A School of Management faculty member’s work putting together a new business information system for Dr Pepper Snapple Group Inc. helped put the Dallas-based beverage maker on this year’s InformationWeek list of the top 500 technology innovators.

The annual InformationWeek list, which recognizes America’s leading companies utilizing technology innovation to drive business results, ranked Dr Pepper No. 146. The ranking put Dr Pepper ahead of such industry power performers as Verizon Communications Inc., Pfizer Inc., Intel Corp., AT&T Inc. and UPS Inc.

Judd D. Bradbury, who joined the school last summer as a senior lecturer, led a team that spent two years designing and implementing a comprehensive turnaround plan for Dr Pepper bottling division’s business information systems platform. The project created a common enterprise information system for all 175 division locations and included sales, finance, materials management, production, distribution, procurement, human resources and warehouse operations.

The School of Management has drawn on Mr. Bradbury’s management information system (MIS) expertise to augment the new Bachelor of Science MIS degree program debuting this semester as well as the Master of Science in Information Technology and Management program already in place.

Mr. Bradbury’s consulting work spans almost two decades and includes long-term projects for numerous Fortune 500 firms and such corporate heavyweights as Dell, DuPont, Electronic Data Systems, Fossil, Pennzoil and Quaker State, PricewaterhouseCoopers, SAP, Texas Instruments and more.

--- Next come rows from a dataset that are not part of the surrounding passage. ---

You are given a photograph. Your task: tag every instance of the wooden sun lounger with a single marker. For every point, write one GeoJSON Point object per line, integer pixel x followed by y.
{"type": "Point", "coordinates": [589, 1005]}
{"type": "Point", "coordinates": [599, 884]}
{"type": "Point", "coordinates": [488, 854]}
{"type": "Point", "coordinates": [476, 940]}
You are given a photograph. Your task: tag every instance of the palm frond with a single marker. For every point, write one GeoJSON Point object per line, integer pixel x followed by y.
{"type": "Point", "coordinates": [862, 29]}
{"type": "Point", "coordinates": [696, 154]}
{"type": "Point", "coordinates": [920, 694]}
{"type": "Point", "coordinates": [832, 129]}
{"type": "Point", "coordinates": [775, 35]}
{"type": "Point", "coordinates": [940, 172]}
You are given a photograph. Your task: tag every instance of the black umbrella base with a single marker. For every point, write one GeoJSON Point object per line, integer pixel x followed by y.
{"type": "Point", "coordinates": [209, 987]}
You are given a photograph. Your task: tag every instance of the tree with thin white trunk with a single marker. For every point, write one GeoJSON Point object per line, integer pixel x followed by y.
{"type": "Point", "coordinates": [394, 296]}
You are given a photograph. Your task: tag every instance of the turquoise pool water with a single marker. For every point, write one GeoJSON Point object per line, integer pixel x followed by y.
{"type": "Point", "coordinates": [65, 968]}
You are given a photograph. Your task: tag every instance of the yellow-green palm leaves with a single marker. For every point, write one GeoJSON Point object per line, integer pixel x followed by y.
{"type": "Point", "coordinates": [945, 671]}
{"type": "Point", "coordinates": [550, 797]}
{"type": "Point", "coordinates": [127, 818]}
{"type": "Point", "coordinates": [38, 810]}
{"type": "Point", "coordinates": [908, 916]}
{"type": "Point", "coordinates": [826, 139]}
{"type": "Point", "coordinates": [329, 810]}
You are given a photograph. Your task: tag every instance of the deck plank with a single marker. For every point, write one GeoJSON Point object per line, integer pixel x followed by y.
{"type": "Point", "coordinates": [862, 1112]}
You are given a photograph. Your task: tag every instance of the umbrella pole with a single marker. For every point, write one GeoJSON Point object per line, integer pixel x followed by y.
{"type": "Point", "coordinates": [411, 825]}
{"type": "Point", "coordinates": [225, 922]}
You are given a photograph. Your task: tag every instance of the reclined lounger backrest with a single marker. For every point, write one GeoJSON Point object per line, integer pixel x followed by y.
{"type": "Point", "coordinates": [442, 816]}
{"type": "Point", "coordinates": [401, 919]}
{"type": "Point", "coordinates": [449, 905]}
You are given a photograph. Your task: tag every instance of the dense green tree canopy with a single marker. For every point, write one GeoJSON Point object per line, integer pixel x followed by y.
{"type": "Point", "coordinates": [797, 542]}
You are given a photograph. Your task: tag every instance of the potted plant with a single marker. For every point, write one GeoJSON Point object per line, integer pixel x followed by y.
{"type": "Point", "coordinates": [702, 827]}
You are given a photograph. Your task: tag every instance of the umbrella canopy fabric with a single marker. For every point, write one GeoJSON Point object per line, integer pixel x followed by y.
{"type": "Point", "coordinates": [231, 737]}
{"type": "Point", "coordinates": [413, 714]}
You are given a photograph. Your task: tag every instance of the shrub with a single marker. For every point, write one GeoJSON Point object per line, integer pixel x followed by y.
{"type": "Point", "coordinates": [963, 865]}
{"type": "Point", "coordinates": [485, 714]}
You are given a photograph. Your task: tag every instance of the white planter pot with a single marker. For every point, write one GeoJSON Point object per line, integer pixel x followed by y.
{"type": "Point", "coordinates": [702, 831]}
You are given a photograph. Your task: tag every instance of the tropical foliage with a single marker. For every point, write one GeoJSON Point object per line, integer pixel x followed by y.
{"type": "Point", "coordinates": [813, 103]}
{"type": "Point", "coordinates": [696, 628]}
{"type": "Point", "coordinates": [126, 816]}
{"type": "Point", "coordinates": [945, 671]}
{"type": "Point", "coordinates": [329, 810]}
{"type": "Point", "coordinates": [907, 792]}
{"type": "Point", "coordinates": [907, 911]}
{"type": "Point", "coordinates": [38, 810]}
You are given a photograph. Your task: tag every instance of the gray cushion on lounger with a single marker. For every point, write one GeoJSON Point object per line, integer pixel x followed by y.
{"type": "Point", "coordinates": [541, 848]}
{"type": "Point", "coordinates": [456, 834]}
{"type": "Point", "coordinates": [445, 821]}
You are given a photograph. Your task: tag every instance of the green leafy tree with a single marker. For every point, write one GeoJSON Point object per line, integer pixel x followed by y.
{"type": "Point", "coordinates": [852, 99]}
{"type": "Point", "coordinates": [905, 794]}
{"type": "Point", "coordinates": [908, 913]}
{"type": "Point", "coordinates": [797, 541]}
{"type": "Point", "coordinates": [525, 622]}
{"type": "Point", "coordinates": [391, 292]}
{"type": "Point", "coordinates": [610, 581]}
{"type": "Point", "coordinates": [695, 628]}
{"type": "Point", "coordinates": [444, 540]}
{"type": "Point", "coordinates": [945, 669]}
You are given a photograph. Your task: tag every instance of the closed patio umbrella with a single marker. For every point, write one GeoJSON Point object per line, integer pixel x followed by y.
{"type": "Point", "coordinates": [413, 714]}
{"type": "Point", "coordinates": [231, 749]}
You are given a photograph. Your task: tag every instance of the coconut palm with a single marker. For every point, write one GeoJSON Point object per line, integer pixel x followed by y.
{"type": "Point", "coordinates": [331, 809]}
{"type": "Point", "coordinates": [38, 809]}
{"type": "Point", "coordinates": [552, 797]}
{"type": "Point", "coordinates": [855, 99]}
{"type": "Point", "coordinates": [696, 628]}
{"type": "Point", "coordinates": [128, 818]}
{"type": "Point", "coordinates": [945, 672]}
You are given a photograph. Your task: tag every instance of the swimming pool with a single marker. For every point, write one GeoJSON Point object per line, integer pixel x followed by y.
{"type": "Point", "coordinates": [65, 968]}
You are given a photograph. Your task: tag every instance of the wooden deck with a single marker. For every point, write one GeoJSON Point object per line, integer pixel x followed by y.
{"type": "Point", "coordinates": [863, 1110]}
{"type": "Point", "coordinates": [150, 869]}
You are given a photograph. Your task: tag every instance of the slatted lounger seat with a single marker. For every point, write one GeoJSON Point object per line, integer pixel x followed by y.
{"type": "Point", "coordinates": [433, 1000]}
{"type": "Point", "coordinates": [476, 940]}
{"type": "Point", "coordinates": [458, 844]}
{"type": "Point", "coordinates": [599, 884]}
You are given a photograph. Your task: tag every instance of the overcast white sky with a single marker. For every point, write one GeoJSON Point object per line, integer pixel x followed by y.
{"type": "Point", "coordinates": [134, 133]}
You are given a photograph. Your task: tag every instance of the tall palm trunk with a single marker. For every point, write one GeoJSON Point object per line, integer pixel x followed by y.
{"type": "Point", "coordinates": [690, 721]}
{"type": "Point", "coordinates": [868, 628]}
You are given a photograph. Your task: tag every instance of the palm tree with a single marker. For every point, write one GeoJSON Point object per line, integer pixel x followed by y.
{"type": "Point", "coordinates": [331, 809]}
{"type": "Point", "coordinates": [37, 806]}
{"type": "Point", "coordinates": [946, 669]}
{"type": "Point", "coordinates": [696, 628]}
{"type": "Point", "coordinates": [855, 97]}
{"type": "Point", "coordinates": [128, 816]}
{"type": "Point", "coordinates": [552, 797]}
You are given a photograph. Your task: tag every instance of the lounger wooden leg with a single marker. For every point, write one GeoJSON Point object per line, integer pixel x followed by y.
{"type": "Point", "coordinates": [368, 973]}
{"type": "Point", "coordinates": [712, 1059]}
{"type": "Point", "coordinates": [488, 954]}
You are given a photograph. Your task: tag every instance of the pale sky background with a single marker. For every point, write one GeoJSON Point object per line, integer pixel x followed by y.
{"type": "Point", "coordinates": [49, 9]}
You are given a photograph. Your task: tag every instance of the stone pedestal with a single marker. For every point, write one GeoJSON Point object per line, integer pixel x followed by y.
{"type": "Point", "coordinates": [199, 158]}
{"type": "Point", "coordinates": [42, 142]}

Mr. Bradbury’s forte is in SAP/ERP (enterprise resource planning) information systems implementation.

“I was specifically hired to grow this degree plan — enterprise resource planning systems with a specialty in SAP — which is exactly what we implemented at Dr Pepper and how this is all tied together and why I am here,” Mr. Bradbury says. “Our intention is to utilize UT Dallas’ resources and my expertise to do similar projects with other companies, and to involve students in the process.”

Mr. Bradbury earned a Bachelor of Science degree in logistics from Texas A&M University and a Master of Science degree in management and technology from Purdue University.